20 August 2015

Specialisation, statistical errors in science and P-hacking

Background: Can we quantify levels of specialisation?

Like many other links posted on this blog, those included in my post of 18 August promoted specialisation as one of the best tickets to the top end of the translation market.
Specializing: a ticket to the high end of the profession? and Future-proofing the translation profession also focus on just what top-end translators mean by specialisation.

Here then is a further example for translators (and would-be translators) specialising (or aiming to specialise) in scientific papers and science journalism.

A case study for the scientific translator

First, anyone working in these fields should be aware of the debate — currently gathering pace and soon, many hope, to become truly momentous — on statistical errors. See, for instance Statistical errors: P values, the ‘gold standard’ of statistical validity, are not as reliable as many scientists assume by Regina Nuzzo published by Nature (vol. 504) in February 2014.

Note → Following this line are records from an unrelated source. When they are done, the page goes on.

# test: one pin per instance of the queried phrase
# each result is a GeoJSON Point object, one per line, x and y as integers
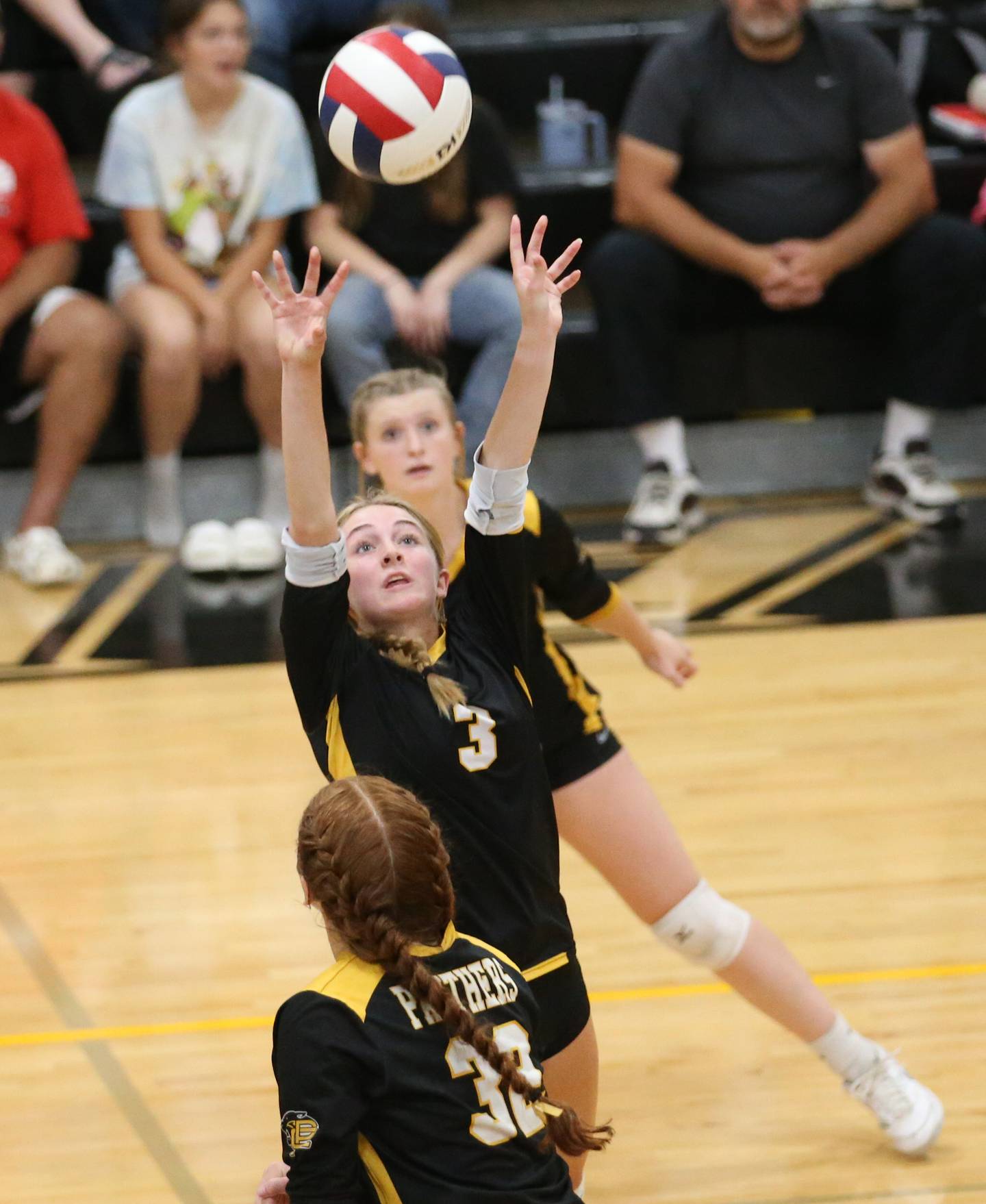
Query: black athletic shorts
{"type": "Point", "coordinates": [562, 1003]}
{"type": "Point", "coordinates": [12, 348]}
{"type": "Point", "coordinates": [581, 754]}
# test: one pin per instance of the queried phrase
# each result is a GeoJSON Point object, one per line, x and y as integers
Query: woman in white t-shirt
{"type": "Point", "coordinates": [206, 165]}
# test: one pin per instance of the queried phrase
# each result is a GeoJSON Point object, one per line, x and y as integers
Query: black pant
{"type": "Point", "coordinates": [924, 290]}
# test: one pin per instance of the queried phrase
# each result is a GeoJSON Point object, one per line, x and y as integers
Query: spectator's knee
{"type": "Point", "coordinates": [173, 347]}
{"type": "Point", "coordinates": [95, 331]}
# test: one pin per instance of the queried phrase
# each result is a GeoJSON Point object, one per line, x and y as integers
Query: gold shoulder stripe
{"type": "Point", "coordinates": [542, 968]}
{"type": "Point", "coordinates": [351, 981]}
{"type": "Point", "coordinates": [340, 762]}
{"type": "Point", "coordinates": [531, 513]}
{"type": "Point", "coordinates": [578, 691]}
{"type": "Point", "coordinates": [493, 949]}
{"type": "Point", "coordinates": [383, 1185]}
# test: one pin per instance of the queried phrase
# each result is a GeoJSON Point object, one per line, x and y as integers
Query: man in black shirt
{"type": "Point", "coordinates": [771, 165]}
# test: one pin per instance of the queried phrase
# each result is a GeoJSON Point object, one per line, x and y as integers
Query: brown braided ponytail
{"type": "Point", "coordinates": [373, 861]}
{"type": "Point", "coordinates": [408, 651]}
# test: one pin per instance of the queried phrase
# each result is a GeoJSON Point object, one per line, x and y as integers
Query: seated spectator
{"type": "Point", "coordinates": [60, 349]}
{"type": "Point", "coordinates": [104, 36]}
{"type": "Point", "coordinates": [770, 164]}
{"type": "Point", "coordinates": [420, 258]}
{"type": "Point", "coordinates": [206, 165]}
{"type": "Point", "coordinates": [281, 25]}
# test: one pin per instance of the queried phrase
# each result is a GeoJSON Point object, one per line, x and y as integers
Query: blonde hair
{"type": "Point", "coordinates": [396, 383]}
{"type": "Point", "coordinates": [409, 651]}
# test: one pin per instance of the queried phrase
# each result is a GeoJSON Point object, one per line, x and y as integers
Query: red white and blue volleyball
{"type": "Point", "coordinates": [395, 105]}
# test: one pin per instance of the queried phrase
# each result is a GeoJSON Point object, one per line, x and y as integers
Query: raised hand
{"type": "Point", "coordinates": [300, 317]}
{"type": "Point", "coordinates": [541, 288]}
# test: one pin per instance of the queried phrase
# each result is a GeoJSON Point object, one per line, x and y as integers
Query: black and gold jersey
{"type": "Point", "coordinates": [379, 1103]}
{"type": "Point", "coordinates": [482, 773]}
{"type": "Point", "coordinates": [568, 707]}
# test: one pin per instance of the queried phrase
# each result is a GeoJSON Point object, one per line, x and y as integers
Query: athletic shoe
{"type": "Point", "coordinates": [666, 507]}
{"type": "Point", "coordinates": [255, 547]}
{"type": "Point", "coordinates": [909, 1113]}
{"type": "Point", "coordinates": [911, 486]}
{"type": "Point", "coordinates": [207, 548]}
{"type": "Point", "coordinates": [39, 557]}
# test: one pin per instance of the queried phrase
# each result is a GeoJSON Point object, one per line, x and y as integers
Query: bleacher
{"type": "Point", "coordinates": [509, 57]}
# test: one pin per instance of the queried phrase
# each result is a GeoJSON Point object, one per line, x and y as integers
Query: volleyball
{"type": "Point", "coordinates": [395, 105]}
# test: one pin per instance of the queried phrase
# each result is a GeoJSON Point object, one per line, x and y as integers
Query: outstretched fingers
{"type": "Point", "coordinates": [561, 264]}
{"type": "Point", "coordinates": [538, 238]}
{"type": "Point", "coordinates": [568, 282]}
{"type": "Point", "coordinates": [338, 278]}
{"type": "Point", "coordinates": [517, 246]}
{"type": "Point", "coordinates": [309, 288]}
{"type": "Point", "coordinates": [283, 278]}
{"type": "Point", "coordinates": [265, 290]}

The issue give me an opportunity to quantify my ideas on the depth of understanding a high-end translator requires to work proficiently on texts the use p-values or a similar level of statistical analysis.
  1. The translator should have a reasonable grasp of what p-values are and how they are calculated.
  2. Given that tens of thousands of scientists are accused of misunderstanding the proper use of p-values, as explained in the link above, it is probably too much to ask that translators know more than the scientists that they work for in the this area. But ...
  3. The translator should definitely be aware of the debate and its impact on the document in hand and on science in general.
  4. The translator should be familiar with the relevant terminology and all relevant subtleties and nuances.

On P-hacking

Quote #1 from Statistical errors: P values, the ‘gold standard’ of statistical validity, are not as reliable as many scientists assume:
Perhaps the worst fallacy is the kind of self-deception for which psychologist Uri Simonsohn of the University of Pennsylvania and his colleagues have popularized the term “P-hacking” ... (which), says Simonsohn, “is trying multiple things until you get the desired result” — even unconsciously.

P-hacking terminology

Quote #2 (my bold):
P-hacking; it is also known as data-dredging, snooping, fishing, significance-chasing and double-dipping.
Quote #3:
It may be the first statistical term to rate a definition in the online Urban Dictionary, where  the usage examples are telling: “That finding seems to have been obtained through p-hacking, the authors dropped one of the conditions so that the overall p-value would be less than .05”, and “She is a p-hacker, she always monitors data while it is being collected.”


Want to learn still more?
Read We found only one-third of published psychology research is reliable – Now what?

Key quote (my bold):
There are two major ways that researchers quantify the nature of their results. The first is a p-value, which estimates the probability that the result was arrived at purely by chance and is a false positive. (Technically, the p-value is the chance that the result, or a stronger result, would have occurred even when there was no real effect.) Generally, if a statistical test shows that the p-value is lower than 5%, the study’s results are considered “significant” – most likely due to actual effects.
Another way to quantify a result is with an effect size – not how reliable the difference is, but how big it is. Let’s say you find that people spend more money in a sad mood. Well, how muchmore money do they spend? This is the effect size.